Results are expressed as individual data or as the mean±SD. Statistical comparisons were performed using the Student’s t-test in order to determine statistical significance. Paired t-test was used for methylcellulose experiments. The p value was determined and values for p<0.05 or p<0.001 were considered significant. The Microsoft Excel and SPSS Packages were used to perform statistical analysis.
Bone Marrow Extracts Enhance Hematopoietic Colony Formation
We first investigated the effect of acellular BME on the proliferation and differentiation of CB hematopoietic progenitors using colony-forming assays in methylcellulose. A total of 20,000 CB MNCs from each patient (n = 6) were plated on different types of methylcellulose-based media (HSC002, HSC003, and HSC004), in the presence or absence of BME (CB+BME or CB, respectively). In HSC002 media, which does not contain any added growth factors, the addition of BME increased the number of CFU-G/M colonies by 1.7-fold (Figure 1A, upper panel). In HSC003 media, which contains SCF, GM-CSF, IL3 and Epo, the addition of BME resulted in a significant increase of approximately 1.5 fold in the number of myeloid colonies (CFU-G/M), erythroid colonies (BFU-E) and mixed colonies (CFU-GEMM) (p<0.05 for all colony types) (Figure 1A, middle panel). Finally, in HSC004 which contains SCF, GM-CSF and IL3, BME increased the number of myeloid colonies by at least 2-fold (Figure 1A, lower panel). Similar results were obtained when positively selected CB CD34+ cells were used. Indeed, when 100 CD34+ cells from each CB sample (n = 4), were plated on the basic methylcellulose media without any added factors (HSC002), myeloid colonies (CFU-G/M) appeared only in the presence of BME (Figure 1B, upper panel). Moreover, addition of BME resulted in a significant increase of myeloid colonies (2 fold) in HSC003 and HSC004 (p<0.001), of erythroid colonies in HSC003 (p<0.001), and of GEMM in HSC003 (p<0.05) (Figure 1B, middle and lower panels). Since HSC002 and HSC004 media presented neither CFU-GEMM nor BFU-E (erythroid) colonies, we may speculate that BME do not contain any EPO activity. Overall, BME increased the number of myeloid and erythroid colonies in methylcellulose culture from both CB MNC and CB CD34+ cells.

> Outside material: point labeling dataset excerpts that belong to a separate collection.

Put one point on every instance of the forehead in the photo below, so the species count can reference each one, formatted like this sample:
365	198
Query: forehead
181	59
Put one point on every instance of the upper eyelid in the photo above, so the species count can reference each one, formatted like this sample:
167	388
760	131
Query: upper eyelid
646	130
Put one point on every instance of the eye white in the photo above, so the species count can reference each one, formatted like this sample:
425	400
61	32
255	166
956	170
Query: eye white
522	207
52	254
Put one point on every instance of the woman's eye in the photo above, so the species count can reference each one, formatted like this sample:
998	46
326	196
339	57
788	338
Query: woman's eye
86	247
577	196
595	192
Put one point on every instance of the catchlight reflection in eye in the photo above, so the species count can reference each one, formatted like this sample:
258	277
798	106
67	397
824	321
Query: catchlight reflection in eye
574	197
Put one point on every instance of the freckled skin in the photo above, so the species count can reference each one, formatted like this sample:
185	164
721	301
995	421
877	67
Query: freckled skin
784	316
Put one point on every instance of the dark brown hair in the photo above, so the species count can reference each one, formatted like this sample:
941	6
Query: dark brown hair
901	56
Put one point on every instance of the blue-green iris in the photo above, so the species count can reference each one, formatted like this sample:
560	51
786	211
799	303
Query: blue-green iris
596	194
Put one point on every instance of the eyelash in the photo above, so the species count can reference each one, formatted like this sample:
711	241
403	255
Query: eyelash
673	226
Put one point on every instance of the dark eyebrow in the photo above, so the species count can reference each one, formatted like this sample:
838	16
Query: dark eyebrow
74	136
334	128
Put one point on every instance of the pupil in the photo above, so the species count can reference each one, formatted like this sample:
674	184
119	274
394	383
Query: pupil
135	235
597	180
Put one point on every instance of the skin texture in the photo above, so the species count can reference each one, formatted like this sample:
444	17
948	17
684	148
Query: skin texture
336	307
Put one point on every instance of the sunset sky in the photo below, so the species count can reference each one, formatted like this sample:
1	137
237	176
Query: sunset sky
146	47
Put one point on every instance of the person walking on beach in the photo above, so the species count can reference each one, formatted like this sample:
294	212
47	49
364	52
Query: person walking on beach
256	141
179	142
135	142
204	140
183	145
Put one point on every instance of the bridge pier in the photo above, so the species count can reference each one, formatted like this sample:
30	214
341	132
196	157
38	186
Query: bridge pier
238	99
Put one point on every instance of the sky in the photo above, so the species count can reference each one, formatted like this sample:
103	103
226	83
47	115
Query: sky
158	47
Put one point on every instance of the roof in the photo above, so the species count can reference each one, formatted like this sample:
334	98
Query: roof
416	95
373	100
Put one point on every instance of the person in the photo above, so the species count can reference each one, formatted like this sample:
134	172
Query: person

A) About 20,000 CB MNCs from each patient were plated on methylcellulose-based media (HSC002, HSC003, and HSC004), in the presence or absence of BME (CB+BME or CB, respectively). Methylcellulose media contained no growth factors (HSC002), SCF+GM-CSF+IL3+Epo (HSC003), or SCF+GM-CSF+IL3 without Epo (HSC004). Colony forming units (CFU) consisting of CFU-G/M (Granulocyte or Macrophage or both), CFU-E/BFU-E (Erythroid), and CFU-GEMM (Granulocyte Erythroid Macrophage Megakaryocyte) were counted at day 16 using an inverted microscope. Data represents an average of 6 different samples. B) A total of 100 CB CD34+ cells from each patient were plated on methylcellulose media (HSC002, HSC003, and HSC004), in the presence or absence of BME (CB+BME or CB, respectively) as described above. Data represents an average of 4 samples used in the study. Paired TTest was used for statistical significance (*: p<0.05, **: p<0.001).
Bone Marrow Extracts Enhance Human Cord Blood Derived Mononuclear Cell Engraftment in Immune-deficient Mice
The current models for assessment of transplantable human HSCs are based on the use of immune-deficient mice such as NOD/SCID  (NOD.CB17-Prkdcscid/J) and NSG  (NOD.Cg-Prkdcscid Il2rgtm1Wjl/SzJ) mice strains. NOD/SCID mice are characterized by low NK cell activity , in addition to B-cell, T-cell, and complement defects. NSG mice represent a more permissive xeno-transplantation model generated from NOD/SCID and the IL-2 receptor gamma c (CD132) knock-out mice and characterized by complete lack of NK activity.
A representative example of the data in an NSG mouse is shown in Figure 2. At six weeks, the percentage of engraftment (CD45+ fraction) increased from 5% in an NSG mouse injected with untreated CB MNC cells to about 24% in a mouse injected with cells treated with BME. This increase in engraftment was mainly due to an increase in the number of myeloid cells (CD33+, R4 region), which represented more than 90% of engrafted cells. Finally, the percentage of engraftment due to immature erythroblasts increased from around 1.11% in the mouse injected with untreated CB MNC cells to around 2.92% in the mouse injected with CB MNC treated with BME (Figure 2).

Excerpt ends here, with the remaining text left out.